# Copilot Instructions for MCPTokenBridge
This repo implements a single-module MCP-to-HTTP bridge that exposes OpenAI- and Anthropic-compatible chat endpoints while sampling via a long-lived MCP `hook` tool in VS Code Copilot. The goal is simplicity: one runtime module, strongly typed models, and minimal deps.
## Architecture & Flow
- **Runtime module**: `mcptb.py` (single-file). No package tree.
- **MCP hook**: `FastMCP` server defines a `hook` tool which captures `ctx` and drains an internal queue. All sampling uses `ctx.sample(...)` in the hook loop.
- **HTTP server**: FastAPI app started via `uvicorn` on a background thread from `main()`. Endpoints:
- `/v1/chat/completions`: OpenAI-style (non-stream JSON only)
- `/v1/messages`: Anthropic-style shim (non-stream JSON only)

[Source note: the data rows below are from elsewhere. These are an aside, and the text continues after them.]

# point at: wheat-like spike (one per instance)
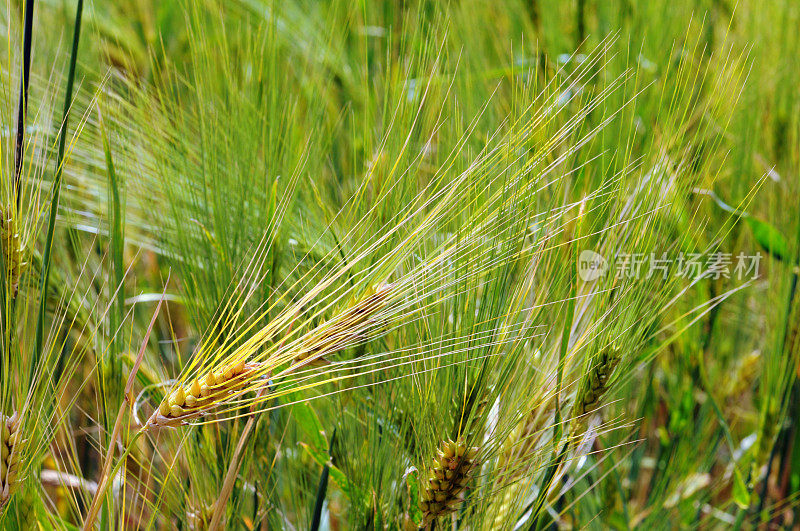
(346, 329)
(194, 399)
(595, 385)
(13, 253)
(453, 467)
(10, 455)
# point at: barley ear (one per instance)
(453, 467)
(11, 453)
(200, 395)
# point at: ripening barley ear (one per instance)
(197, 398)
(11, 452)
(593, 386)
(13, 251)
(453, 467)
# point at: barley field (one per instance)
(413, 265)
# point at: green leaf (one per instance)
(740, 493)
(311, 426)
(769, 238)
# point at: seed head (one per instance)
(453, 467)
(10, 455)
(198, 397)
(13, 253)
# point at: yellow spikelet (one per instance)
(198, 397)
(594, 385)
(10, 455)
(453, 467)
(13, 253)
(199, 518)
(346, 329)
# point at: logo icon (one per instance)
(591, 265)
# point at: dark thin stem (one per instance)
(44, 278)
(22, 109)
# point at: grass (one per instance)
(322, 265)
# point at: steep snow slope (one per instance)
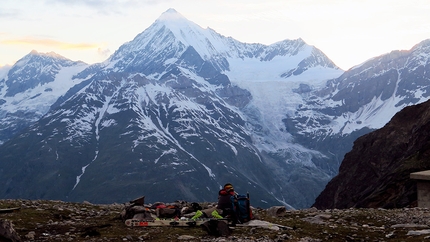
(31, 86)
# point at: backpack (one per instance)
(241, 208)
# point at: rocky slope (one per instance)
(376, 172)
(41, 220)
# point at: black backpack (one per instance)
(241, 208)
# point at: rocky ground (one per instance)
(39, 220)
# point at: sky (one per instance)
(349, 32)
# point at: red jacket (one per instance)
(224, 199)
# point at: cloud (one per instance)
(8, 13)
(102, 4)
(103, 52)
(49, 43)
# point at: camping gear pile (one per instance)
(181, 213)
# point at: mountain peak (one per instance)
(171, 16)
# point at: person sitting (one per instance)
(224, 206)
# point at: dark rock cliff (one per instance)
(375, 173)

- **Session readiness**: The hook warm-ups the MCP/Copilot session; until ready, HTTP requests return `503`.
- **Streaming policy**: Streaming is disabled globally; `stream=true` requests fall back to non-stream JSON.
## Key Files & Conventions
- `mcptb.py`: strongly typed models via Pydantic (`ChatMessage`, `ChatCompletionRequest/Response`, Anthropic shim types). Dataclasses for MCP responses.
- `AGENTS.md`: project guidelines: single-module runtime, typed code, bilingual comments for public logic, minimal deps in `requirements.txt`.
- `requirements.txt`: `fastapi`, `uvicorn`, `pydantic`, `fastmcp`.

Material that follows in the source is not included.